Review for NeurIPS paper: Improving Auto-Augment via Augmentation-Wise Weight Sharing

NeurIPS 2020

Improving Auto-Augment via Augmentation-Wise Weight Sharing

Review 1

Summary and Contributions: POST REBUTTAL: After reading the authors' response and discussing with other reviewers, I decided to keep my score. In this paper, the authors propose Augmentation-Wise Weight Sharing (AWS), a weight sharing strategy to efficiently search for data augmentation operations in image classification. AWS is based on a simple observation: data augmentation is more effective later in the training process, rather than earlier. Thus, AWS trains a single model for a while, and then only performs data augmentation search for a few last epochs, all starting from the trained shared weights. I think this is such a simple and elegant observation. The authors report strong empirical results on CIFAR-10, okay-ish generalization to CIFAR-100, and miss-report the results for ImageNet. Please see my comments in Weaknesses for more details. Overall, I think the paper contributes something nice to the field. Spotting similar patterns, ie. where and when does an AutoML process matter the most, and sharing the parts that don’t matter, is a very simple and elegant takeaway. However, the authors do need to include a more fair comparison against existing search approaches and update their claims accordingly. If this is not done, I would be very uncomfortable seeing this paper being accepted, even though I really like the method and trust that it works.

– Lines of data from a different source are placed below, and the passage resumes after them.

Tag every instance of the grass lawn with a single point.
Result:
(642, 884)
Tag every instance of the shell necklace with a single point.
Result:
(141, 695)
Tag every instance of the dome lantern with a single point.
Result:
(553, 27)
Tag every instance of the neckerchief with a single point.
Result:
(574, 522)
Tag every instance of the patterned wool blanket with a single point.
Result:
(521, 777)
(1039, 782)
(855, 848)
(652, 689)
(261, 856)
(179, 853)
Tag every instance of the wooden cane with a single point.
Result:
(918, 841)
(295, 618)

Strengths: [Elegant, well-motivated, and well-presented method] The whole AWS scheme is very elegant. The empirical gains on CIFAR-10 are impressive. While the gains do not carry over to CIFAR-100 and to ImageNet, I believe that the authors simply don’t have the resources to tune extensively on these datasets.

Weaknesses: [Missing empirical results from previous work] In Table 2, why did the authors omit AdvAA, which they present in Table 1? I checked the AdvAA paper, and they obtained 20.6% test error on ImageNet with ResNet-50, ie. the same performance with AWS. The authors should add this comparison. Sure, it makes the results of AWS look weaker, but it wouldn’t devalue AWS.

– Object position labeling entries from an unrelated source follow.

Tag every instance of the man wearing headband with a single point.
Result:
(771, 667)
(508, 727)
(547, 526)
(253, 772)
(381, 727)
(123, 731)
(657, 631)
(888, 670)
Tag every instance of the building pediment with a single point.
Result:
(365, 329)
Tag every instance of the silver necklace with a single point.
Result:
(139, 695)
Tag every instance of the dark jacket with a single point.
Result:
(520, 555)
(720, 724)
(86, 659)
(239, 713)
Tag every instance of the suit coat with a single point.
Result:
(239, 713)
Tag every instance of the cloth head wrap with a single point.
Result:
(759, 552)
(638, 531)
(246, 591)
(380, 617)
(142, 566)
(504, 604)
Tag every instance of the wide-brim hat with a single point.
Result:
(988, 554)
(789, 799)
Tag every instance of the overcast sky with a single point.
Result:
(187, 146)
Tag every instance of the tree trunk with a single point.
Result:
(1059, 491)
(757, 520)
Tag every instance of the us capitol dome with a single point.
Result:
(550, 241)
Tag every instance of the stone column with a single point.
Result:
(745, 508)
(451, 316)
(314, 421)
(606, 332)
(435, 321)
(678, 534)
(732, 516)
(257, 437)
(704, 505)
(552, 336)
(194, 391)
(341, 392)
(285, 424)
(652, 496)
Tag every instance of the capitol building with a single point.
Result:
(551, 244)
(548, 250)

Correctness: I could trust the correctness of the paper’s results.

Clarity: The paper is clearly written and the method is easy to understand.

Relation to Prior Work: I think the paper appropriately cites related works.

Reproducibility: Yes

Additional Feedback:

Review 2

Summary and Contributions: The authors propose to improve AutoAugment, a prior work to acquire augmentation automatically, with the Augmentation-Wise Weight Sharing scheme.

Strengths: 1. Good performance. 2. The finding in Figure 2 is good. The motivation for the Augmentation-Wise Weight Sharing scheme is clear. 3. The method is easy to follow and makes sense.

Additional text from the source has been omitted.